DUNEDIN, Fla. -- The Blue Jays' fielding left a lot to be desired over the last couple of years, and one area in particular in which the club hopes for an improvement this season can be found in the outfield.
Toronto's outfielders ranked near the bottom of the league in almost every defensive metric last year, but since that time, there has been a lot of turnover. Colby Rasmus and Melky Cabrera are gone, and while their departures will be felt in different ways, the overall fielding efficiency should drastically improve.
Michael Saunders (left field) and Dalton Pompey (center field) are the new starters, while Kevin Pillar also is expected to see a lot of time, especially early in the year while Saunders recovers from left knee surgery. The end result may be fewer extra-base hits, which would be welcomed with open arms by the pitching staff.
"I think it's going to be much better," Blue Jays manager John Gibbons said of his club's outfield defense. "I thought Melky did a great job last year, but he's getting a little older and his mobility was a little bit limited. Colby was up and down with injuries."
A closer look at last year's numbers don't reflect favorably on the club. The Blue Jays allowed 331 doubles, which was the most in the big leagues. The 32 triples allowed were the ninth-most in the Majors. Part of that is on the pitching staff, but equally responsible were the number of balls that should have been caught or at least cut down before hitting the gaps.
Rasmus saw one of the biggest drops last season in his ability to roam center field. According to FanGraphs, Rasmus posted a -9.1 UZR (ultimate zone rating), and for those not familiar with the sabermetric stat, 0 is average, -5 is below average and -10 is poor. By comparison, +5 is above average, +10 is great and +15 is Gold Glove-caliber defense.

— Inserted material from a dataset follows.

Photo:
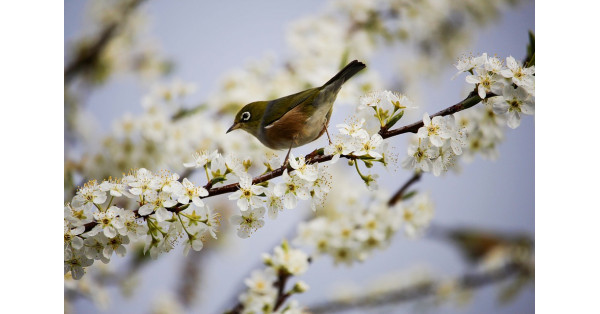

Rasmus also ranked poorly in defensive runs saved, with a -7. In 2013, Rasmus' numbers were much better, with an 11.2 UZR and a +11 in DRS.
Cabrera didn't fare much better. He had a -3.5 UZR with a -4 DRS in 2014 to go along with a -7.3 UZR and -5 DRS the year before. The only remaining member of last year's outfield is Jose Bautista, who had a 4.8 UZR in right field with a -4 DRS.
Toronto's new outfielders should be much better. Pompey's sample size in the Majors is too small to measure, but the club's No. 2 prospect, per MLB.com, is considered an above-average center fielder who has a quick first step and covers a lot of ground. In parts of two seasons at the big league level, Pillar has a +8 DRS in the outfield.
Saunders spent most of his time while with the Mariners playing center field, where the metrics weren't all that favorable, but his numbers at the corners are strong. He barely played in left field last year, but he had a 4.7 UZR with a +7 DRS saved in right. The Blue Jays feel he's even better in left, where he'll play almost exclusively in Toronto.
"He's a good outfielder," Gibbons said. "He can roll it out there pretty good. You look at him, he's a gazelle, really. A big guy, long legs, and he's got a good reputation defensively."
Then, of course, there's the ability to hit the cutoff man. Rasmus was notoriously poor at that, and while Cabrera's arm strength helped compensate for his lack of range, he sometimes missed the mark with aggressive throws. Pillar, Pompey and Saunders should all possess the better fundamentals.
"It helps you stay away from a big inning; you know guys don't advance on the bases on a wild throw," Gibbons said. "If you can hold guys on base hits to first base, or if you're not going to get the guy out at the lead base, whether it's home or third or something like that, that's big, because then you can roll that ground ball [for a double play] and get out of it."